Étrange phénomène qu'a été, et qui est encore, The Room de Tommy Wiseau. Un OVNI sorti de nulle part fait par un extraterrestre qui vient d'on ne sait où, qui gagna un statut culte car considéré comme le plus mauvais film jamais fait. Véritable porte étendard de la culture du nanar, il est la célébration du mauvais, un mauvais qui peut-être drôle. Il y a vraiment une histoire à raconter derrière la fabrication d'un tel film et il est intéressant de voir James Franco s'y attaquer, lui qui multiple aussi la casquette de cinéaste, producteur et souvent acteur principal de ses films. Il y a une gémellité évidente dans leur égocentrisme, leur quête de gloire et d'expression à travers le cinéma mais surtout leur échec à transmettre leur vision. Franco réalise des films qui flirte plus souvent avec le moyen mais à toujours échoué à accoucher d'un bon film et en ça, il est autant un disaster artist que Tommy Wiseau.
C'est vraiment tout cet effet de miroir qui fait la sève première de The Disaster Artist mais aussi sa limite. James Franco vampirise l'écran en la personne de Wiseau qu'il ne laisse finalement peu de place pour les autres, même si cela est en accord avec le personnage il faut reconnaître que c'est contraire à la démarche très linéaire de la narration qui veut pourtant faire de Greg Sestero le personnage principal. La psychologie de Sestero est d'ailleurs ici assez touchante et on arrive aisément à s'attacher à lui tandis que Wiseau reste une figure fascinante qu'on ne saisit jamais vraiment. La grande force du film est de ne pas être une oeuvre hautaine qui n'est là que pour se moquer de The Room et de ceux qui l'on fait, mais bien d'apporter un regard juste et bourré d'empathie sur eux. Le tournage de The Room en est d'ailleurs presque éclipsé pour vraiment se resserrer sur la relation d'amitié/répulsion qui se joue entre Wiseau et Sestero. Sur ce point, on a donc un peu souvent le sentiment que le film loupe son sujet, surtout qu'il est assez long à démarrer, mais il trouve grâce dans la dévotion de James Franco.

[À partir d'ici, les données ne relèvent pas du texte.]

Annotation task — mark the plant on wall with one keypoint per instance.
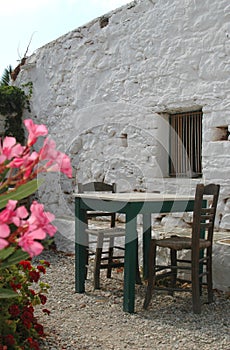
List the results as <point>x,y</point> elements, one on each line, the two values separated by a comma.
<point>13,101</point>
<point>5,79</point>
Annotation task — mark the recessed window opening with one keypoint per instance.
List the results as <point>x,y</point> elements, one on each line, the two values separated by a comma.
<point>185,144</point>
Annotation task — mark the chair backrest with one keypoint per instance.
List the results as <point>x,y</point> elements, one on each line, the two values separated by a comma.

L'acteur livre une performance incroyable, il se confond totalement avec son personnage. Il ne se contente pas d'imiter Wiseau mais il devient Wiseau et livre une prestation hallucinée, nuancée et juste. Il est soutenu par des seconds rôles tous très bons mais en dehors de son frère, Dave Franco ici aussi excellent, les autres ne tiennent clairement pas la distance. Il est ce qui donne au film toute sa vitalité et son double sens. Grâce à ça, The Disaster Artist dépasse souvent son sujet pour toucher à quelque chose de plus universel. Une touchante métaphore sur la passion et la quête d'un rêve même si on n'a pas les moyens de le réaliser. Malgré tout, il est dommage que James Franco ne se montre pas plus inspiré dans sa réalisation car il manque le regard d'un vrai metteur en scène. Visuellement, The Disaster Artist est d'une platitude assez dérangeante. Le film ne repose que sur son style documentaire filmé caméra à l'épaule très vite générique, pas aidé par une photo quelconque, et sa reconstitution scolaire des scènes les plus populaires de The Room.
The Disaster Artist s'impose comme une réussite surtout grâce à un fascinant jeu de miroir, un récit qui dépasse son sujet pour parler à tous mais surtout son regard plein d'empathie et juste sur ses personnages. Des personnages servis par d'excellents acteurs, avec en tête un James Franco totalement habité par Tommy Wiseau qui livre une des performances de sa carrière. Dommage que l'acteur-réalisateur ne déploie pas le même savoir-faire dans sa réalisation générique à la mise en scène quasi-inexistante. Un peu long à démarrer mais The Disaster Artist touche finalement sa cible, et en racontant l'histoire derrière le plus mauvais film ever, James Franco signe ironiquement son meilleur film. Pas un grand film, mais un bon film.